Disebutkan dalam Pasal 1367 Kitab Undang-Undang Hukum Perdata, Direktur
Rumah Sakit ikut berbagi tanggung jawab bila ada kesalahan dari dokter yang menjadi
tanggung jawabnya, hal ini disebut sebagai vicarius liability. Dengan prinsip ini maka
rumah sakit dapat bertanggung gugat atas kesalahan yang dilakukan dokterdokternya
(sub-ordinat), asalkan dapat dibuktikan bahwa tindakan dokter itu dalam rangka
melaksanakan kewajiban rumah sakit.
Gugatan yang diajukan pasien untuk dapat meminta pertanggung jawaban rumah
sakit juga tertera dalam Pasal 46 undang-undang nomor 44 tahun 2009 tentang
rumah sakit yang menyatakan bahwa rumah sakit bertanggung jawab secara hukum
apabila kerugian yang ditimbulkan dilakukan oleh tenaga kesehatan atau dokternya.

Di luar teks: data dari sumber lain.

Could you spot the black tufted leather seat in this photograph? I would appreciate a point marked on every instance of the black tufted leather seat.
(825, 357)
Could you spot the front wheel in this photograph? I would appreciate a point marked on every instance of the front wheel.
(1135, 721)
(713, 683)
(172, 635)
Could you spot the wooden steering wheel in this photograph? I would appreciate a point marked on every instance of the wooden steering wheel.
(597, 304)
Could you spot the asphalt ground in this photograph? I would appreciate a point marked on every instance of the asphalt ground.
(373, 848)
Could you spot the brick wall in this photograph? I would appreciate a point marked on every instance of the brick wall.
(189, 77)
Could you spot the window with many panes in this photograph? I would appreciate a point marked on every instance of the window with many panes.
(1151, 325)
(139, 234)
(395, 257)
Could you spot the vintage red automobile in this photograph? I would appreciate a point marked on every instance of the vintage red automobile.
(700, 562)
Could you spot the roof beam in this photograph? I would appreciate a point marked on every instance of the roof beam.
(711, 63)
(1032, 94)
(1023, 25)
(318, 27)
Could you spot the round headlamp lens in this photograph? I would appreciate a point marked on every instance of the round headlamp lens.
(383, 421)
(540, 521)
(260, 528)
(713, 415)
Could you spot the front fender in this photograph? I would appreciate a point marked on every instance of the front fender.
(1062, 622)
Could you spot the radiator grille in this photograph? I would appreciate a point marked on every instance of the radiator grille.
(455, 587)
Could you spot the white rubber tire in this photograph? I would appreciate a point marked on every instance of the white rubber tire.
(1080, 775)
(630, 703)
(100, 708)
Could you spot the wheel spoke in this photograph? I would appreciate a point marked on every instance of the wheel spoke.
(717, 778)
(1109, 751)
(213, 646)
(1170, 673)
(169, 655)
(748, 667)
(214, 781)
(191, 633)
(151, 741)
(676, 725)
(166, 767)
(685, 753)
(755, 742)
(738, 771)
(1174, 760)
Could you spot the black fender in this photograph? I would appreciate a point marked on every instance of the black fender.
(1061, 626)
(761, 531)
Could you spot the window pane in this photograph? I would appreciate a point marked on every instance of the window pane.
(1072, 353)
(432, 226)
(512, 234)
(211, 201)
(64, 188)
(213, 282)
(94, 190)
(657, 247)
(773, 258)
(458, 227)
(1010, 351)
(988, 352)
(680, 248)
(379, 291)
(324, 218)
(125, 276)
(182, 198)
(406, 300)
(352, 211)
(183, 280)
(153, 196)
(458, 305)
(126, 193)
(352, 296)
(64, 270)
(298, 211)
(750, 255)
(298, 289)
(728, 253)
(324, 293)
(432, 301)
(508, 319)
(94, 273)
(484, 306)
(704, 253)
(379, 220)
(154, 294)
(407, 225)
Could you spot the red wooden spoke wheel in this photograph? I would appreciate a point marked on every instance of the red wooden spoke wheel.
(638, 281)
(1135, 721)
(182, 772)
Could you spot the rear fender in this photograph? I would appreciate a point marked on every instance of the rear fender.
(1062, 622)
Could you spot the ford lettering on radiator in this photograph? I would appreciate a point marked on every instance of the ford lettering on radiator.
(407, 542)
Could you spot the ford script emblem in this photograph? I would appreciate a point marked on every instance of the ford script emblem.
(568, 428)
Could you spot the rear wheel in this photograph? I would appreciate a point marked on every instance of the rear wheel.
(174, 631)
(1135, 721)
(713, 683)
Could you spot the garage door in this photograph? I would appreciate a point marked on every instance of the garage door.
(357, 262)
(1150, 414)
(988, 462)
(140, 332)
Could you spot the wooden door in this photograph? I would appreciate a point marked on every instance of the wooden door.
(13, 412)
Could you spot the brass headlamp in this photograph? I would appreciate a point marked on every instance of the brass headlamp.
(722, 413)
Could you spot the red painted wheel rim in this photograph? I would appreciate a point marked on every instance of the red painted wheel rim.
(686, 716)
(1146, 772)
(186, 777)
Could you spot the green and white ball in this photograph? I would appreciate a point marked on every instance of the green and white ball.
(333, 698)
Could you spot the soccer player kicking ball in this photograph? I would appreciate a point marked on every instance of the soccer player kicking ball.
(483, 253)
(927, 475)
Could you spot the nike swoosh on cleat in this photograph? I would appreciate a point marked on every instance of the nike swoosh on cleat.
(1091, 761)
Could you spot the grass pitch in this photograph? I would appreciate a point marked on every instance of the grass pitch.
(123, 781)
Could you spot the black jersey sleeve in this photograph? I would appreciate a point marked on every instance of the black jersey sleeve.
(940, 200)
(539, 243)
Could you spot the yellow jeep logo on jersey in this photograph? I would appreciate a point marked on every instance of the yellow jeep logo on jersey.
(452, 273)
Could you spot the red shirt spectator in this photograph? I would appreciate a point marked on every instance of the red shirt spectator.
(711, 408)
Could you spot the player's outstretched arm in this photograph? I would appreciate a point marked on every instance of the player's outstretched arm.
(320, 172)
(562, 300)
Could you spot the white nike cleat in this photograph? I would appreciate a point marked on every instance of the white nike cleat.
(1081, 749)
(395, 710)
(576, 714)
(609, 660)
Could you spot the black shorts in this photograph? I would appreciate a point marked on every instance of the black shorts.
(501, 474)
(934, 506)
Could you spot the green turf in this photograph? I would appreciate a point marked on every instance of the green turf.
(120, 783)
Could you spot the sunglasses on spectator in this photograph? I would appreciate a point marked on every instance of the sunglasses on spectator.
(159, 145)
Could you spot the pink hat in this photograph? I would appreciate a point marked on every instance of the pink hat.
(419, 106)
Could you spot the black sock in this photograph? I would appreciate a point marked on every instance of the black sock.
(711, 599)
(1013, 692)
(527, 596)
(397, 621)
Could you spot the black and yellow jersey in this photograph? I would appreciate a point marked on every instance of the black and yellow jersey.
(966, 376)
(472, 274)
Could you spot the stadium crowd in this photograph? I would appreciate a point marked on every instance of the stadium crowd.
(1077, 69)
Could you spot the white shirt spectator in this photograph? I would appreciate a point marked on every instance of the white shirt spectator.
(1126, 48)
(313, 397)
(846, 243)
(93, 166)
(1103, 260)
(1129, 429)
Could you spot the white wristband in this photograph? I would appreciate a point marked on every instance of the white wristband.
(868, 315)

Dalam hal ini rumah sakit yang dipimpin oleh Direktur ikut bertanggung jawab terhadap
kelalaian atau kesalahan yang dilakukan oleh dokter kepada pasien.
Apabila pasien menggunakan ranah hukum sebagai cara penyelesaiannya maka
rumah sakit juga dapat dikatakan melakukan perbuatan melanggar hukum sebagaimana
yang diatur dalam 1367 KUHPerdata, dengan alasan karena kesalahan yang dilakukan
oleh dokter adalah dalam kapasitasnya sebagai tenaga medis rumah sakit dan dokter juga
melaksanakan kewajibannya atas nama rumah sakit. Terhadap kesalahannya rumah sakit
sudah sepantasnya dapat juga dipertanggunggugatkan.